Latency, prediction, and the desync trap

In any game with client prediction or networking, the shot the player sees and the shot the game adjudicates can be different events. The client renders the target at an interpolated or extrapolated position while the authoritative hit test may run against a slightly older or newer state. Players experience this as shots that clearly connected on screen but registered as misses. It is maddening to report and maddening to debug because both sides believe they are correct.

To catch these you need timestamps and both reference frames in the same report. Record the client-side target position the player aimed at, the server or authoritative position used for adjudication, and the round-trip latency at that moment. When those three values sit side by side, a desync that was previously a he-said-she-said complaint becomes an obvious numeric gap you can measure and tune your lag compensation against.

Turning aim reports into repeatable tests

Once you are capturing the full firing state, every report becomes a candidate test case.

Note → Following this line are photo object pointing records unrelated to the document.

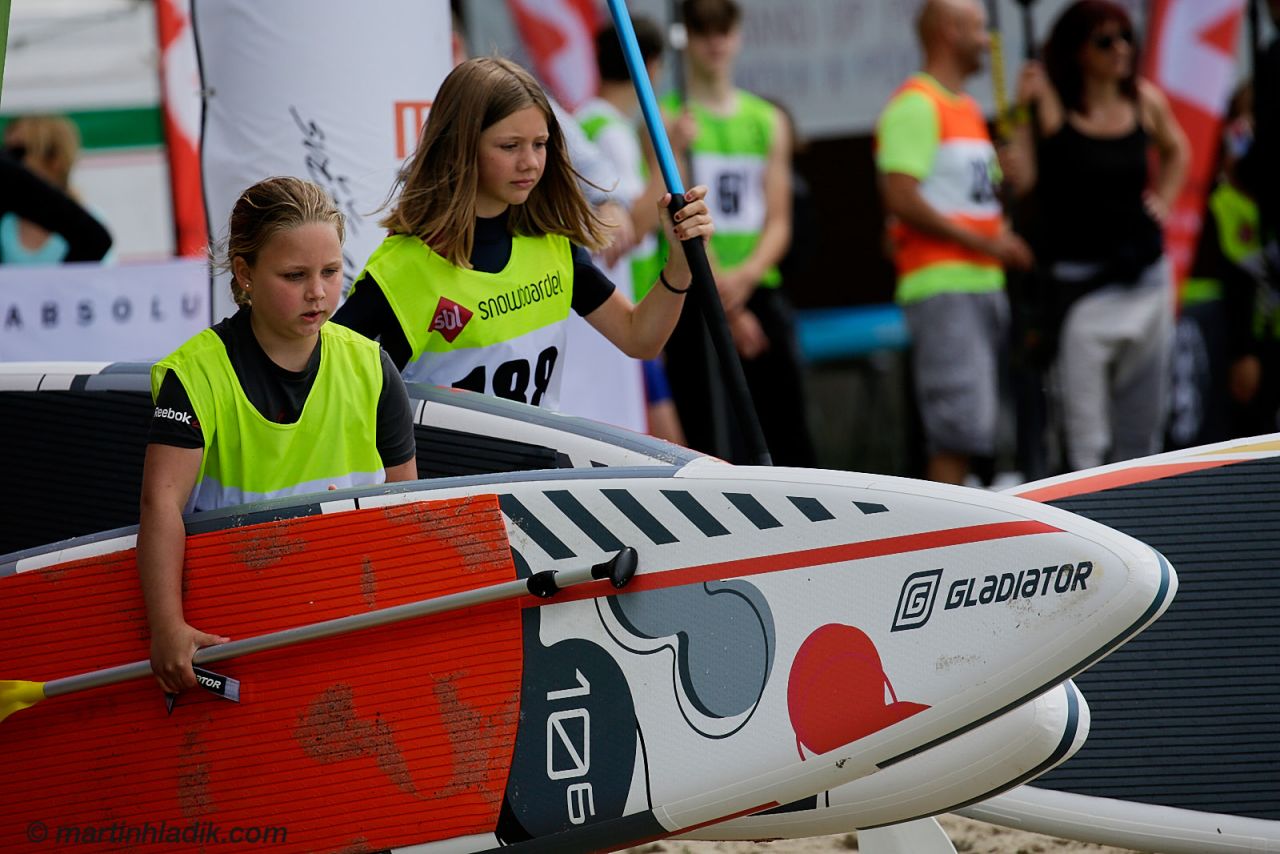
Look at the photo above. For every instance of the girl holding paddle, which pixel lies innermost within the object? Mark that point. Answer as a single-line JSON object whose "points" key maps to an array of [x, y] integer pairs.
{"points": [[269, 402], [489, 249]]}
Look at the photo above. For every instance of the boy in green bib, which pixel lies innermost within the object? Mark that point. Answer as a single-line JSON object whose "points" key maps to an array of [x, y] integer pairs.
{"points": [[741, 151]]}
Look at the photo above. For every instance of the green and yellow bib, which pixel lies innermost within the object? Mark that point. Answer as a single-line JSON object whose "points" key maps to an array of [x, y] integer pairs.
{"points": [[497, 333], [730, 155], [247, 457]]}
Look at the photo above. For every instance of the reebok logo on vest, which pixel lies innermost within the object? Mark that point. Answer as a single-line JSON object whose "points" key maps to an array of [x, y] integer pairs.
{"points": [[174, 415], [449, 319]]}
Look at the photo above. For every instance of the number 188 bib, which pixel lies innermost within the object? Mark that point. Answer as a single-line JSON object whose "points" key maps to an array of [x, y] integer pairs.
{"points": [[497, 333]]}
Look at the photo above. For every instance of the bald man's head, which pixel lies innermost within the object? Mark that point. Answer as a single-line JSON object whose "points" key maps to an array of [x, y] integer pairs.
{"points": [[954, 30]]}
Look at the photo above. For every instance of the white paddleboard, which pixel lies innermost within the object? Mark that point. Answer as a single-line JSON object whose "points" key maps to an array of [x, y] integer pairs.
{"points": [[789, 631], [1184, 749]]}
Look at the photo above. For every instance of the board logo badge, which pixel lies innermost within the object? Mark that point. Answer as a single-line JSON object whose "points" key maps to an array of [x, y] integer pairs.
{"points": [[915, 601], [449, 319]]}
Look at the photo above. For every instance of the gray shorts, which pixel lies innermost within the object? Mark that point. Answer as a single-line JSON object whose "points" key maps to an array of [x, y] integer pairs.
{"points": [[955, 348]]}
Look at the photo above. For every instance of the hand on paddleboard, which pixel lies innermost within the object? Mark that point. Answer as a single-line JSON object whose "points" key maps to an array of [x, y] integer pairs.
{"points": [[172, 652]]}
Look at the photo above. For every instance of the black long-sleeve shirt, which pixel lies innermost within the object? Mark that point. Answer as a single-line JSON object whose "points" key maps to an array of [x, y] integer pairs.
{"points": [[27, 195]]}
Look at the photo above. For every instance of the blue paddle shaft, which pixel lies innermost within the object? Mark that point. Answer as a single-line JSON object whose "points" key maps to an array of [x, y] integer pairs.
{"points": [[648, 100], [695, 254]]}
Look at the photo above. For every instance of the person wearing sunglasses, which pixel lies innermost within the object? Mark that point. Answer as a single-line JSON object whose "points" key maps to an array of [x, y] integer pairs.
{"points": [[1101, 240]]}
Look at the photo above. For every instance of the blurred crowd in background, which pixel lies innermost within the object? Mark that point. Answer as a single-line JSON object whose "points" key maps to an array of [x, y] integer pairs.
{"points": [[1048, 327]]}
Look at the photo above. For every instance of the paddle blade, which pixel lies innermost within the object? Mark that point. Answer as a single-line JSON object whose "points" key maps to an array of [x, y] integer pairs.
{"points": [[17, 695]]}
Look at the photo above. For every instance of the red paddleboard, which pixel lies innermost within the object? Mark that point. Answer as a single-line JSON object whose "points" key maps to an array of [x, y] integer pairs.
{"points": [[423, 716]]}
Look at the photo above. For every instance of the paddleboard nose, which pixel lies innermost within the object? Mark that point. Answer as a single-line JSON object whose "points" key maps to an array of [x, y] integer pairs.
{"points": [[837, 690]]}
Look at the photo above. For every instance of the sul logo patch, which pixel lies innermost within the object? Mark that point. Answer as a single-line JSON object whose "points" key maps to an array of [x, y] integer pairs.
{"points": [[449, 319]]}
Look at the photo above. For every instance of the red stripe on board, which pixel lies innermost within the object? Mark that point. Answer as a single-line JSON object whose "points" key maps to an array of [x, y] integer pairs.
{"points": [[805, 557], [750, 811], [1121, 478]]}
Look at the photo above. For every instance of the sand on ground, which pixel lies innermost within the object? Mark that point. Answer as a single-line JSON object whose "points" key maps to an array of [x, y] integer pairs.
{"points": [[968, 836]]}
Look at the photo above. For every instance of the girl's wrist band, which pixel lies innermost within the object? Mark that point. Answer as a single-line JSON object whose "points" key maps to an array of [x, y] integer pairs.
{"points": [[662, 277]]}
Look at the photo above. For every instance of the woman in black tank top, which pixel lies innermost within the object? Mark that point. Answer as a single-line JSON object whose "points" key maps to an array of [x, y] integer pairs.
{"points": [[1101, 231]]}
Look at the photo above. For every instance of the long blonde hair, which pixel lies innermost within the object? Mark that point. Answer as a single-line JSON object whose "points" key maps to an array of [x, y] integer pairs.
{"points": [[438, 186], [51, 141], [266, 209]]}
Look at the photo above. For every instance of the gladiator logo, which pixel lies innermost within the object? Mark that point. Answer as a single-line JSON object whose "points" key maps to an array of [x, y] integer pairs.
{"points": [[915, 601], [449, 319]]}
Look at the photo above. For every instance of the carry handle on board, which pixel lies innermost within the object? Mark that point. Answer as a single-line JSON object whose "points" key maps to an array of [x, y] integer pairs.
{"points": [[618, 570]]}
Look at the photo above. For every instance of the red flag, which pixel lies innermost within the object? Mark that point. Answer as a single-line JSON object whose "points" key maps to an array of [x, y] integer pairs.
{"points": [[179, 77], [1192, 58], [560, 36]]}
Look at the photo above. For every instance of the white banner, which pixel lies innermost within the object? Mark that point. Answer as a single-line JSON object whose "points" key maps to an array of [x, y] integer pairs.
{"points": [[92, 313], [328, 90]]}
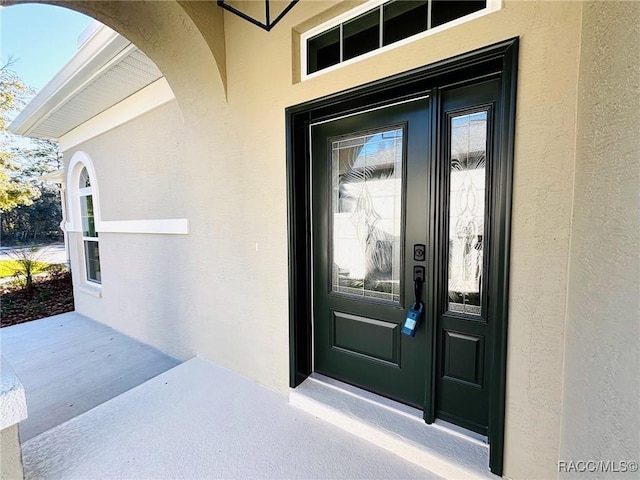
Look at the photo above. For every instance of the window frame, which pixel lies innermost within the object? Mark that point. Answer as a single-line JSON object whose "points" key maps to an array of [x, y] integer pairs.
{"points": [[371, 5], [76, 195]]}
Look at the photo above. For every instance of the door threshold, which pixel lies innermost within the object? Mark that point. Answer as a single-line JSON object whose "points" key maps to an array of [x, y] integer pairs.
{"points": [[442, 448]]}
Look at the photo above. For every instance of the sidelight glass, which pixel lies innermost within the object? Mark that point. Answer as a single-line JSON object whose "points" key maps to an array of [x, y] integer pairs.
{"points": [[467, 182], [366, 175]]}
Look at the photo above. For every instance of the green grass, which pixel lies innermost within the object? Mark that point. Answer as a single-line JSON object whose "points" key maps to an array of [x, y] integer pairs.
{"points": [[8, 268]]}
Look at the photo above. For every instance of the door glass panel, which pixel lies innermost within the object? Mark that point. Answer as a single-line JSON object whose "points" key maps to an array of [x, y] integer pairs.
{"points": [[466, 211], [366, 179]]}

A saved input delta, sensitivity, aim-assist value, and origin orientation can be fed back into your firing code deterministically. You replay the shot in isolation, watch the trajectory, and confirm whether the bug reproduces. If it does, you have a regression test; if it does not, the captured state usually reveals which variable you missed, often a frame-timing or rounding difference.

This is also how you separate genuine bugs from tuning complaints. A player may report that aim assist feels too weak, which is a design conversation, versus a report where the captured angle was correct but hit detection returned nothing, which is a code bug. With the state in hand you can sort these instantly instead of debating feel. The data tells you whether the system did what it was asked or whether the design asked for the wrong thing.

Setting it up with Bugnet

Bugnet gives you an in-game report button that captures game state automatically, which is exactly what aiming bugs need. When a player hits report after a missed skill shot, you attach the raw look input, the smoothed value, the aim-assist target and adjustment, the final firing orientation, and the hit-test result as custom fields on that report. The player describes the moment in a sentence while Bugnet records the numbers that actually let you replay the shot, so nothing depends on their memory of a frame that lasted sixteen milliseconds.

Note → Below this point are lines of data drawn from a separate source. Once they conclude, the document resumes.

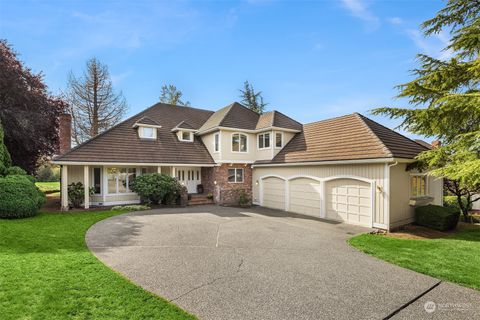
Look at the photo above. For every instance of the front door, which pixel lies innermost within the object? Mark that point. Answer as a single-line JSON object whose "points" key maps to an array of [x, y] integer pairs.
{"points": [[189, 177]]}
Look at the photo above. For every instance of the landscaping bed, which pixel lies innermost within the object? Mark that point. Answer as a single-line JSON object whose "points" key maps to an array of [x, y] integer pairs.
{"points": [[47, 272]]}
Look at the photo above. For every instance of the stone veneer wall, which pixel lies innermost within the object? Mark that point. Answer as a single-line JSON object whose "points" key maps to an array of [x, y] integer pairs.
{"points": [[224, 192]]}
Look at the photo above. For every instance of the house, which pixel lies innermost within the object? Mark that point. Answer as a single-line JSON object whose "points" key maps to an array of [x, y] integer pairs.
{"points": [[349, 168]]}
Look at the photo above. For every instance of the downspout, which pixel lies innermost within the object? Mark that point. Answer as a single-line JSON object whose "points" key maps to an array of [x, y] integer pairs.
{"points": [[387, 192]]}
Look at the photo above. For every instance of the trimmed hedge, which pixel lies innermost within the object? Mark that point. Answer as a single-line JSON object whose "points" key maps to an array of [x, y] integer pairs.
{"points": [[19, 197], [437, 217]]}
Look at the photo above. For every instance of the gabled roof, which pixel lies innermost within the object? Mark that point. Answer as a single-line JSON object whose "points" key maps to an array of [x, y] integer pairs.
{"points": [[277, 119], [121, 143], [240, 117], [351, 137]]}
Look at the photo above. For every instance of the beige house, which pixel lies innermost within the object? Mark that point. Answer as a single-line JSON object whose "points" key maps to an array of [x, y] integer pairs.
{"points": [[349, 169]]}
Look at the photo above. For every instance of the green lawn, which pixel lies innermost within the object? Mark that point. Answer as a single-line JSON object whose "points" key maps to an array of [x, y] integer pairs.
{"points": [[49, 187], [455, 258], [47, 272]]}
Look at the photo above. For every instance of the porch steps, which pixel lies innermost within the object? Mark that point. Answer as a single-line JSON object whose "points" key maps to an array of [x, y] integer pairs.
{"points": [[199, 199]]}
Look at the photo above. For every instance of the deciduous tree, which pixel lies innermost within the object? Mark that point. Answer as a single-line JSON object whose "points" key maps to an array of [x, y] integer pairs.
{"points": [[446, 100], [29, 113], [171, 95], [94, 105]]}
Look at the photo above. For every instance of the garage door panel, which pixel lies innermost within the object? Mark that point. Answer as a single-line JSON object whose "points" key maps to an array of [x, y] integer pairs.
{"points": [[304, 196], [349, 200], [274, 193]]}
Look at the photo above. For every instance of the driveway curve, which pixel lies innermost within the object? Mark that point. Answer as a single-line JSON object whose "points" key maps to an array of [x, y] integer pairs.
{"points": [[257, 263]]}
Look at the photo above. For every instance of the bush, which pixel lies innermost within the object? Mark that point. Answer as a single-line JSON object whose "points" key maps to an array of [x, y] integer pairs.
{"points": [[133, 207], [451, 202], [19, 197], [47, 173], [76, 194], [437, 217], [156, 188]]}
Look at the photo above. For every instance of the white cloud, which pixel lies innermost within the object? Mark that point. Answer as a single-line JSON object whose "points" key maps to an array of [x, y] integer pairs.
{"points": [[359, 9], [433, 46]]}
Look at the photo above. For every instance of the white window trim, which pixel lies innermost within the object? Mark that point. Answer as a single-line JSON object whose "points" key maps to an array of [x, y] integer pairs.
{"points": [[140, 133], [217, 134], [116, 181], [246, 144], [410, 185], [275, 140], [269, 138], [190, 134], [243, 175]]}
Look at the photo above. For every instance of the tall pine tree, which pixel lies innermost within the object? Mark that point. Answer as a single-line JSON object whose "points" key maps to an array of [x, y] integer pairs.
{"points": [[446, 101]]}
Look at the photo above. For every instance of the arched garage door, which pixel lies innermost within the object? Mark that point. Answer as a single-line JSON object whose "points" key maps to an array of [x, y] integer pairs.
{"points": [[349, 200], [274, 193], [304, 196]]}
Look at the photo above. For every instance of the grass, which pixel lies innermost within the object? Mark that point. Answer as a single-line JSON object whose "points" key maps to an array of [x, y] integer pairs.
{"points": [[49, 187], [455, 258], [47, 272]]}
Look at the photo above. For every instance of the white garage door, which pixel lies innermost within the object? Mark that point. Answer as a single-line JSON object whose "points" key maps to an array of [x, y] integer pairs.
{"points": [[304, 196], [274, 193], [350, 201]]}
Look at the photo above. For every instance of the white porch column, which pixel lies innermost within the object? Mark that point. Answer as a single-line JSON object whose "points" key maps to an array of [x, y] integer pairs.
{"points": [[86, 186], [64, 189]]}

Because Bugnet folds duplicate reports into one issue with an occurrence count, a hit-detection bug that fires for many players surfaces as a single high-count issue rather than a scattered pile. You can filter by custom fields such as weapon type, latency bucket, or whether aim assist was active to spot patterns, and crashes that happen mid-fire arrive with stack traces and device context. One dashboard holds the input, the trajectory, and the detection result for every shot players flagged.

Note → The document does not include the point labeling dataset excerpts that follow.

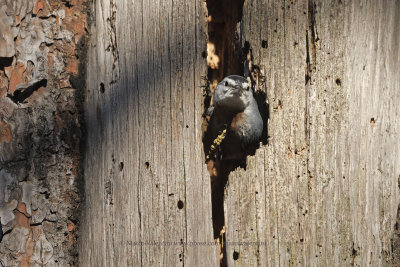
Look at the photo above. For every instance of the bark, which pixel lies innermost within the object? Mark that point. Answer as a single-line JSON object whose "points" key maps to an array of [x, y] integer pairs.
{"points": [[40, 130]]}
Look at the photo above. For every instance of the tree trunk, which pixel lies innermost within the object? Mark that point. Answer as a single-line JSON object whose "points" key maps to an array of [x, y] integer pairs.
{"points": [[323, 190], [146, 180], [42, 79]]}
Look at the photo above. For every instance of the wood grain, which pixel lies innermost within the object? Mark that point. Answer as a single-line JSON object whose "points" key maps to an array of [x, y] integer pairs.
{"points": [[148, 55], [324, 191]]}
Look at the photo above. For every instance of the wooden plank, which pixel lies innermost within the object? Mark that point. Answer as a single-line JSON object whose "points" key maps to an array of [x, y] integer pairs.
{"points": [[148, 56]]}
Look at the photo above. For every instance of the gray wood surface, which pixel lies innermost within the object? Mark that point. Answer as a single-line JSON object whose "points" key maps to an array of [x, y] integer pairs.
{"points": [[148, 55], [325, 190]]}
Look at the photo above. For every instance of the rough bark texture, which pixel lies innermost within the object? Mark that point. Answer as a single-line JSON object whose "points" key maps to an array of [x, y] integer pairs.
{"points": [[40, 124], [325, 190], [146, 180]]}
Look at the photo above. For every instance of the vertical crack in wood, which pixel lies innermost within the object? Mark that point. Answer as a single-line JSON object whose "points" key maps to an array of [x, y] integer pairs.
{"points": [[223, 58]]}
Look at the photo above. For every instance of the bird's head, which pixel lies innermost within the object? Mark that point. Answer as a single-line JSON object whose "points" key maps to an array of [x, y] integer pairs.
{"points": [[233, 93]]}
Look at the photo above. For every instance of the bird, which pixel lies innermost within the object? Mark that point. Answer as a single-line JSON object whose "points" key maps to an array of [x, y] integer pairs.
{"points": [[235, 127]]}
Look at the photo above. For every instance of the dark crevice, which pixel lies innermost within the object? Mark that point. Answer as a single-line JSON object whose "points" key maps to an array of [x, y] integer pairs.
{"points": [[227, 55], [5, 62], [311, 42], [395, 240], [20, 95]]}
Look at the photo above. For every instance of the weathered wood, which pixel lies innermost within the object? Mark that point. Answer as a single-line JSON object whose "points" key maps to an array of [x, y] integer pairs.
{"points": [[143, 107], [325, 190]]}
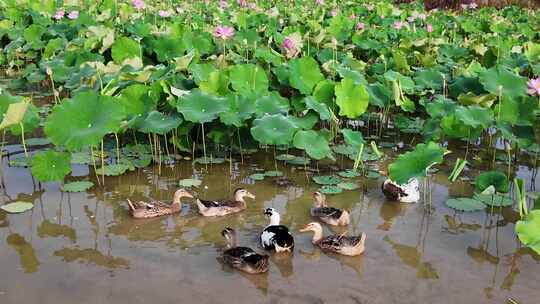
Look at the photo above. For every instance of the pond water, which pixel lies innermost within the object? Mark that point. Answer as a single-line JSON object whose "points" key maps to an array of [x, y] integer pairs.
{"points": [[84, 247]]}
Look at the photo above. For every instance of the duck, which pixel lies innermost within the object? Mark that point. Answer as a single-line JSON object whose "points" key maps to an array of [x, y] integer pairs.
{"points": [[156, 208], [329, 215], [275, 236], [225, 207], [405, 193], [242, 258], [341, 244]]}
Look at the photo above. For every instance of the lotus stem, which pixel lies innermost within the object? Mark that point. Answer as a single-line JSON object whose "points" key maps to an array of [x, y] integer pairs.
{"points": [[23, 141]]}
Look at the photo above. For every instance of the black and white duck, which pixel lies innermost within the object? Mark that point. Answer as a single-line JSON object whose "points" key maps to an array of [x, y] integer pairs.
{"points": [[275, 236], [224, 207], [242, 258], [405, 193], [345, 245], [329, 215]]}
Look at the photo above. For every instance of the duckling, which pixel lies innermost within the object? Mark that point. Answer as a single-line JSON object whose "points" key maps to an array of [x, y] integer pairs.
{"points": [[243, 258], [406, 193], [275, 236], [345, 245], [224, 207], [329, 215], [154, 209]]}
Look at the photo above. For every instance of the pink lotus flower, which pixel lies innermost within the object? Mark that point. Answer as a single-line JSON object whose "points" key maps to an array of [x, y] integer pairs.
{"points": [[534, 86], [138, 4], [73, 15], [223, 32], [59, 14], [164, 14]]}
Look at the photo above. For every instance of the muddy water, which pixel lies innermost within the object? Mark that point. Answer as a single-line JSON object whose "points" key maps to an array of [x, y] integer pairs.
{"points": [[84, 248]]}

Building an aiming-aware reporting habit

Make the capture automatic and invisible so players never have to understand trajectories to give you useful data. The reporter should grab the last firing state whenever the button is pressed, and ideally keep a short ring buffer of recent shots so a player can report the one that felt wrong even a second after it happened. The goal is that opening a report after a frustrating miss is enough; the engine supplies the rest.

Treat your aiming pipeline as something that must be observable from input to impact, not a black box you tune by feel. When every miss can be replayed from captured state, balance discussions become evidence-based and genuine bugs stop hiding behind subjective complaints. Ship the capture early, and your next aiming patch will be driven by the exact shots players struggled with rather than your best guess at what went wrong.

Aiming bugs are reproduction-state bugs. Capture the input, the angle, the assist, and the hit result per shot, and every miss becomes a replayable test.